Nekorchuk Dawn M, Bharadwaja Anita, Simonson Sean, Ortega Emma, França Caio M B, Dinh Emily, Reik Rebecca, Burkholder Rachel, Wimberly Michael C
Department of Geography and Environmental Sustainability, University of Oklahoma, Norman, OK 73019, United States.
South Dakota Department of Health, Pierre, SD 57501, United States.
JAMIA Open. 2023 Dec 21;7(1):ooad110. doi: 10.1093/jamiaopen/ooad110. eCollection 2024 Apr.
West Nile virus (WNV) is the most common mosquito-borne disease in the United States. Predicting the location and timing of outbreaks would allow targeting of disease prevention and mosquito control activities. Our objective was to develop software (ArboMAP) for routine WNV forecasting using public health surveillance data and meteorological observations.

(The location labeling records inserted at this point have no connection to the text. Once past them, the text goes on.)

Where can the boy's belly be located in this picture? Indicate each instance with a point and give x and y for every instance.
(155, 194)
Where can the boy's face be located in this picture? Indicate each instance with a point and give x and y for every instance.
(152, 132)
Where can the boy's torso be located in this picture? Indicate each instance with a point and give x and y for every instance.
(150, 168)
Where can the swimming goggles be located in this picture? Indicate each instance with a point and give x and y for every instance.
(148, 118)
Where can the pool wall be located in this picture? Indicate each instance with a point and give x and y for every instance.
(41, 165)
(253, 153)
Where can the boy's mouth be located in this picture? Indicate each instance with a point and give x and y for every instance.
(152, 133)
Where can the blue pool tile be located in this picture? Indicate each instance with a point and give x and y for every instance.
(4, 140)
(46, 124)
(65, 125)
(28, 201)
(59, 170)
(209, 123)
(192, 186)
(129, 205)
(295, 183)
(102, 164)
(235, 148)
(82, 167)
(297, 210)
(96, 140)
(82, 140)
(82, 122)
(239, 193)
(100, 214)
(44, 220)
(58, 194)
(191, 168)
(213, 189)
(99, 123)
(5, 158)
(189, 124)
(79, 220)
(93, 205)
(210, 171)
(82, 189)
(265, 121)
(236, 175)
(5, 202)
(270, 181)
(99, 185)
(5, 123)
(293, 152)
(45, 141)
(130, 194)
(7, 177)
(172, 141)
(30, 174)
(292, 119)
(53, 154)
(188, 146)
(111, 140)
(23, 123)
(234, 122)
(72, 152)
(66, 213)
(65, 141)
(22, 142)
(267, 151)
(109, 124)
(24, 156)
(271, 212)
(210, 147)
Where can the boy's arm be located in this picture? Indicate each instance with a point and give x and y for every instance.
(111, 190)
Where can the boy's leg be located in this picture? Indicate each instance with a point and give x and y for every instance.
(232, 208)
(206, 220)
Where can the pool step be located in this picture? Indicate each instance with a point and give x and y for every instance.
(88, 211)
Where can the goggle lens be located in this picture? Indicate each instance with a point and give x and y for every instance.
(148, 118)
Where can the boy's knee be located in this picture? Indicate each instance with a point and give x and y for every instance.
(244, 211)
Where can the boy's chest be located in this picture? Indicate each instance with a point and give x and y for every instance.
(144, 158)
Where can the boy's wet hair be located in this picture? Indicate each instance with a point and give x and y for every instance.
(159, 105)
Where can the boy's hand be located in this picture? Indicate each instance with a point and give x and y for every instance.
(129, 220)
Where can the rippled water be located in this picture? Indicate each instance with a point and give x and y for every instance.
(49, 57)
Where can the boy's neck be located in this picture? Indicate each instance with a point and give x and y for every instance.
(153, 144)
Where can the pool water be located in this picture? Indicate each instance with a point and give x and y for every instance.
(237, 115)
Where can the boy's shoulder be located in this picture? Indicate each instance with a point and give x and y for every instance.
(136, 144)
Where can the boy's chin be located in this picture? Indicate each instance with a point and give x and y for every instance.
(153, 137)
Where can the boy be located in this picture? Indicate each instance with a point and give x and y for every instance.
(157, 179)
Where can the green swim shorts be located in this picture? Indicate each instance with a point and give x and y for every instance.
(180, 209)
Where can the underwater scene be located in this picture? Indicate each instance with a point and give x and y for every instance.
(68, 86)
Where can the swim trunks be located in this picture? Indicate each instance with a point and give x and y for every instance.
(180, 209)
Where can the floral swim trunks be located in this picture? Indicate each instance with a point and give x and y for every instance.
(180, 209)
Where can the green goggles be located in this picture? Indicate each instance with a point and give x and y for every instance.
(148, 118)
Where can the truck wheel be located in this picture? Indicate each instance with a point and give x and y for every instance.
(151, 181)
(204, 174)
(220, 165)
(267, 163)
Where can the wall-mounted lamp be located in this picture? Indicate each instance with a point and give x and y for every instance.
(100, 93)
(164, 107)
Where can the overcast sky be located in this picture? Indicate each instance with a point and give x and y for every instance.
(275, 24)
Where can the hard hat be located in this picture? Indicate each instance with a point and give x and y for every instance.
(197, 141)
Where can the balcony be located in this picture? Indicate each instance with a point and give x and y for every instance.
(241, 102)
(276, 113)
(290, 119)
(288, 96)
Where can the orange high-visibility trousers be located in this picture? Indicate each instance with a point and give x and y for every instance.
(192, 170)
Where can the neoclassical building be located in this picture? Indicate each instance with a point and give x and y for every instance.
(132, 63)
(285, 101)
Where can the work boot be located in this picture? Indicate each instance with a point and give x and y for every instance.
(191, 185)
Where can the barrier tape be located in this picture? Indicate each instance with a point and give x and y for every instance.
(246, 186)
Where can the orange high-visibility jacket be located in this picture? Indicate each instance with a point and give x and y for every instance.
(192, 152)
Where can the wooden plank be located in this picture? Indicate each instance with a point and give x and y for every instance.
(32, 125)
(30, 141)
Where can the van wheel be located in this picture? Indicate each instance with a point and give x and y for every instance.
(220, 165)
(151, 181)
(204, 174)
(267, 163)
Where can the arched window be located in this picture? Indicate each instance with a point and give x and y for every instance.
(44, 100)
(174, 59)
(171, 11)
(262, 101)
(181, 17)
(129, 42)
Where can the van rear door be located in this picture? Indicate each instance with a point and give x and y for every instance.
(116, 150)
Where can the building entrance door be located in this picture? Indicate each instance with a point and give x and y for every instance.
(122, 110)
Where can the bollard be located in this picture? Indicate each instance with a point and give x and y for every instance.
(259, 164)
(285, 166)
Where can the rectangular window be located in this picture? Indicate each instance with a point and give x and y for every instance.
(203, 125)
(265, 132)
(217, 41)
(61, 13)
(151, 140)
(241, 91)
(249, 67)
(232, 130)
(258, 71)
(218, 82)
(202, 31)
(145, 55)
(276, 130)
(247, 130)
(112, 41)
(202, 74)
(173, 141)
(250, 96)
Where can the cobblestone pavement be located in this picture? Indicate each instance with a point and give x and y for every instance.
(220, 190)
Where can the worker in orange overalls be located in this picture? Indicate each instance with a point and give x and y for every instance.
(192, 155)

ArboMAP was implemented using an R markdown script for data processing, modeling, and report generation. A Google Earth Engine application was developed to summarize and download weather data. Generalized additive models were used to make county-level predictions of WNV cases.
ArboMAP minimized the number of manual steps required to make weekly forecasts, generated information that was useful for decision-makers, and has been tested and implemented in multiple public health institutions.
Routine prediction of mosquito-borne disease risk is feasible and can be implemented by public health departments using ArboMAP.
西尼罗河病毒(WNV)是美国最常见的蚊媒疾病。预测疫情的地点和时间将有助于针对性地开展疾病预防和蚊虫控制活动。我们的目标是开发一款软件(ArboMAP),利用公共卫生监测数据和气象观测进行西尼罗河病毒的常规预测。
ArboMAP通过一个R markdown脚本实现数据处理、建模和报告生成。开发了一个谷歌地球引擎应用程序来汇总和下载气象数据。使用广义相加模型对县级西尼罗河病毒病例进行预测。
ArboMAP将每周预测所需的人工步骤数量减至最少,生成了对决策者有用的信息,并已在多个公共卫生机构进行了测试和应用。
蚊媒疾病风险的常规预测是可行的,公共卫生部门可使用ArboMAP来实施。